O Ministério da Economia articula com o Congresso medida para destravar a criação de uma espécie de cadastro do “bom devedor”. O objetivo é identificar empresas e pessoas que devem à União, mas respeitam procedimentos e seguem o rito de cobrança, não escondem patrimônio nem omitem informações.
Contribuintes com nota elevada no Cadastro Fiscal Positivo, o que indica baixo risco de calote, terão benefícios. Poderão, por exemplo, ter condições mais favoráveis para regularizar os débitos e oferecer garantias mais baratas enquanto discutem as dívidas.
A ideia é incluir as diretrizes em um projeto que já tramita no Congresso e traz o conceito de devedor contumaz. O texto, apresentado pelo governo com a reforma da Previdência, passaria a ter detalhamento maior dos tipos de devedores, com parâmetros para que sejam dadas notas de classificação a depender do nível de risco envolvido.
“A nossa ideia é dar o tratamento adequado ao contribuinte de acordo com o perfil dele”, disse à Folha o Procurador-Geral Adjunto de Gestão da Dívida Ativa da União, Cristiano Neuenschwander.
A PGFN (Procuradoria-Geral da Fazenda Nacional) fez uma consulta pública sobre o tema em 2018 e agora prepara uma minuta do programa. Após a aprovação do projeto no Congresso, seria editada uma portaria para regulamentar seu funcionamento.
Com o programa, os contribuintes classificados com pequeno grau de risco e histórico positivo terão tratamento diferenciado, tanto nos serviços de atendimento, quanto nos procedimentos de cobrança e condições para regularização do débito.
Na avaliação da PGFN, a medida criaria um incentivo à regularização dos débitos. Na análise, seria observado se o contribuinte responde às intimações, segue as regras, paga débitos quando perde uma disputa e cumpre acordos de parcelamentos de débitos.
Em situações de execução judicial aberta pela União para cobrar uma dívida, o contribuinte que deseja discutir precisa oferecer uma garantia no valor integral do débito.
O governo usualmente pede garantias que têm alto custo, como depósito judicial, seguro ou fiança bancária.
Devedores no cadastro positivo seriam autorizados a oferecer garantias menos onerosas, como imóvel próprio ou fiança oferecida por empresa do mesmo grupo, sem necessidade da contratação de um banco.
Em sentido contrário, contribuintes de risco elevado (devedores contumazes) passariam por procedimentos de cobrança mais rigorosos.

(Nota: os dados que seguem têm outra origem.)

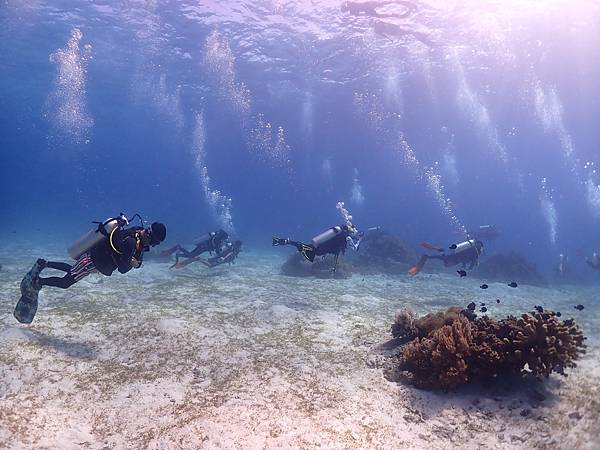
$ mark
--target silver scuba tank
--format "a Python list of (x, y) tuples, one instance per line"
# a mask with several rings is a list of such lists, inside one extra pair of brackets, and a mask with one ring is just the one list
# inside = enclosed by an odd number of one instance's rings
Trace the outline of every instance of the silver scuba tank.
[(342, 227), (340, 227), (339, 225), (337, 225), (335, 227), (331, 227), (328, 230), (325, 230), (321, 234), (318, 234), (314, 238), (312, 238), (312, 241), (311, 241), (312, 245), (315, 248), (317, 248), (320, 245), (323, 245), (326, 242), (329, 242), (331, 239), (336, 237), (341, 232), (342, 232)]
[[(98, 227), (91, 229), (81, 236), (77, 241), (71, 244), (68, 249), (69, 256), (73, 259), (78, 259), (85, 252), (106, 239), (106, 235), (109, 235), (119, 225), (127, 225), (128, 223), (129, 221), (127, 220), (127, 217), (125, 217), (123, 214), (115, 218), (109, 217), (100, 225), (98, 225)], [(102, 234), (100, 231), (101, 227), (104, 228), (106, 235)]]
[(203, 244), (205, 242), (209, 242), (214, 237), (214, 235), (215, 235), (215, 233), (212, 231), (210, 233), (203, 234), (202, 236), (200, 236), (199, 238), (194, 240), (194, 245), (199, 245), (199, 244)]
[[(450, 253), (456, 255), (457, 253), (462, 253), (470, 248), (477, 248), (475, 246), (475, 239), (469, 239), (468, 241), (461, 242), (460, 244), (454, 244), (456, 248), (451, 248)], [(454, 247), (454, 246), (452, 246)], [(478, 251), (479, 252), (479, 251)]]

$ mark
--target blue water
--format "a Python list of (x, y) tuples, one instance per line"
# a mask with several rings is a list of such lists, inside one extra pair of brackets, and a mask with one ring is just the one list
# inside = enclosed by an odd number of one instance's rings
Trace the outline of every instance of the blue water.
[(341, 3), (3, 1), (2, 240), (123, 211), (260, 250), (344, 201), (414, 247), (494, 224), (490, 254), (595, 276), (600, 5)]
[[(0, 447), (599, 448), (599, 50), (597, 0), (0, 0)], [(271, 237), (338, 202), (415, 256), (494, 225), (483, 258), (550, 283), (363, 274), (368, 244), (351, 278), (283, 275)], [(45, 287), (17, 323), (35, 259), (120, 212), (244, 251)], [(383, 377), (397, 310), (470, 302), (562, 311), (587, 353), (535, 401)]]

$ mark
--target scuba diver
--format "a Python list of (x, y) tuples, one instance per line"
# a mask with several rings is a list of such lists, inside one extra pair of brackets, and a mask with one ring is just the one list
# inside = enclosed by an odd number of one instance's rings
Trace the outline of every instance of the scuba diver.
[[(377, 9), (388, 6), (388, 5), (401, 5), (406, 8), (402, 14), (382, 14), (377, 11)], [(387, 0), (387, 1), (366, 1), (366, 2), (344, 2), (341, 6), (342, 12), (347, 12), (352, 16), (369, 16), (369, 17), (393, 17), (396, 19), (402, 19), (404, 17), (409, 16), (417, 10), (417, 6), (411, 2), (403, 1), (403, 0)]]
[(242, 251), (242, 241), (225, 242), (223, 246), (217, 250), (215, 256), (208, 259), (197, 258), (199, 262), (204, 264), (206, 267), (216, 267), (221, 264), (229, 263), (229, 265), (235, 263), (235, 259)]
[[(173, 253), (177, 252), (175, 253), (175, 263), (171, 268), (181, 269), (193, 262), (199, 261), (199, 258), (197, 257), (202, 253), (209, 252), (212, 255), (213, 252), (217, 252), (228, 238), (229, 235), (224, 230), (211, 231), (195, 242), (196, 247), (191, 252), (177, 244), (176, 246), (161, 252), (160, 256), (171, 256)], [(185, 258), (185, 261), (179, 262), (179, 258)]]
[(600, 255), (597, 252), (594, 252), (591, 258), (585, 258), (585, 262), (592, 269), (600, 269)]
[(336, 271), (340, 253), (346, 252), (346, 247), (358, 251), (363, 233), (359, 232), (354, 225), (336, 225), (312, 238), (310, 244), (299, 241), (291, 241), (289, 238), (273, 237), (273, 246), (293, 245), (306, 258), (313, 262), (316, 256), (333, 255), (335, 263), (332, 272)]
[(567, 278), (571, 272), (569, 266), (569, 257), (564, 253), (558, 255), (558, 264), (554, 268), (554, 273), (557, 278)]
[[(73, 265), (38, 259), (21, 281), (21, 298), (15, 307), (15, 318), (21, 323), (33, 321), (38, 293), (44, 286), (68, 289), (91, 273), (111, 276), (115, 270), (127, 273), (132, 268), (140, 268), (143, 253), (164, 241), (167, 234), (167, 228), (159, 222), (148, 228), (125, 228), (126, 225), (129, 221), (123, 214), (98, 222), (95, 229), (69, 247), (69, 255), (75, 259)], [(65, 275), (41, 278), (39, 275), (46, 268), (60, 270)]]
[(425, 266), (428, 259), (439, 259), (444, 262), (446, 267), (452, 267), (457, 264), (462, 264), (463, 269), (466, 268), (467, 264), (469, 267), (467, 270), (473, 269), (475, 265), (479, 264), (479, 257), (483, 252), (483, 242), (476, 239), (468, 239), (459, 244), (452, 244), (450, 246), (450, 253), (446, 254), (443, 248), (437, 248), (433, 245), (423, 242), (421, 246), (440, 252), (441, 255), (423, 255), (421, 259), (408, 271), (410, 276), (415, 276)]

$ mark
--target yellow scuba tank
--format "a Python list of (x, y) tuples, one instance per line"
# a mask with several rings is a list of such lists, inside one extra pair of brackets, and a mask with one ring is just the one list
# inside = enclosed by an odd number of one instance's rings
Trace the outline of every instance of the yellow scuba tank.
[(96, 228), (91, 229), (69, 246), (69, 256), (73, 259), (78, 259), (92, 247), (107, 239), (117, 227), (127, 225), (128, 223), (129, 221), (123, 213), (118, 217), (109, 217), (104, 222), (98, 223)]

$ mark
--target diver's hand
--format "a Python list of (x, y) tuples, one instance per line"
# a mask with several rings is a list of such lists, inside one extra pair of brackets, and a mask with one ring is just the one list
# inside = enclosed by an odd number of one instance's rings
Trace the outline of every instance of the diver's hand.
[(135, 256), (131, 257), (131, 267), (133, 267), (135, 269), (139, 269), (141, 265), (142, 265), (142, 262), (138, 261)]

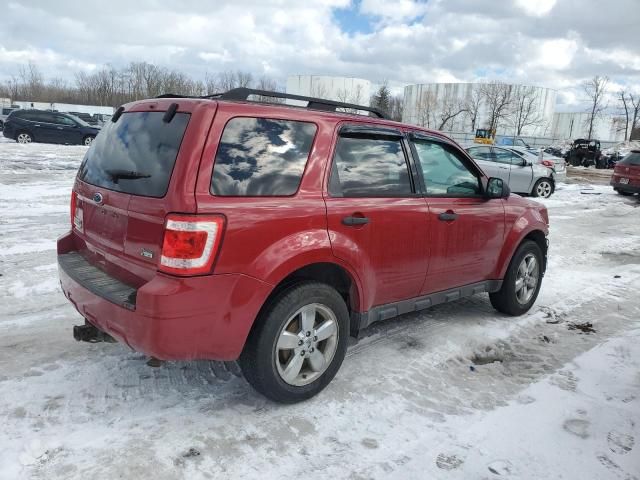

A nota também poderá pesar na decisão de registrar o devedor em órgãos de proteção de crédito ou na avaliação sobre a modalidade de cobrança a ser adotada.
O programa vem sendo discutido com o relator do projeto de combate ao devedor contumaz e fortalecimento da cobrança da dívida ativa, deputado Arthur Maia (DEM-BA).
A equipe do ministro Paulo Guedes (Economia) incluiu a proposta na reforma da Previdência como forma de neutralizar o discurso da oposição de que, antes de endurecer as regras de aposentadoria, deve-se cobrar as dívidas.
Maia prevê que o projeto seja votado em comissão da Câmara até começo de novembro. Antes disso, apresentará o relatório com alterações.
Ele informou que deve criar um mecanismo que permite abater precatórios (dinheiro que uma empresa ou pessoa física tem a receber da União) na hora de pagar a dívida.
“Já que o governo exige que a pessoa física ou jurídica não seja um devedor contumaz, o governo não pode ficar devendo também. Queremos um modelo de compensação com precatórios”, afirma Maia.
Para Neuenschwander, a ideia faz sentido e deve ser estudada a possibilidade de incluir o dispositivo no texto que tramita no Congresso.
“Contabilmente, vai ficar transparente. Aparece a despesa [com o precatório] e vai gerar uma receita equivalente [com a dívida quitada]. É um mecanismo interessante. Muito pior seria a União pagar o precatório e o contribuinte continuar devendo.”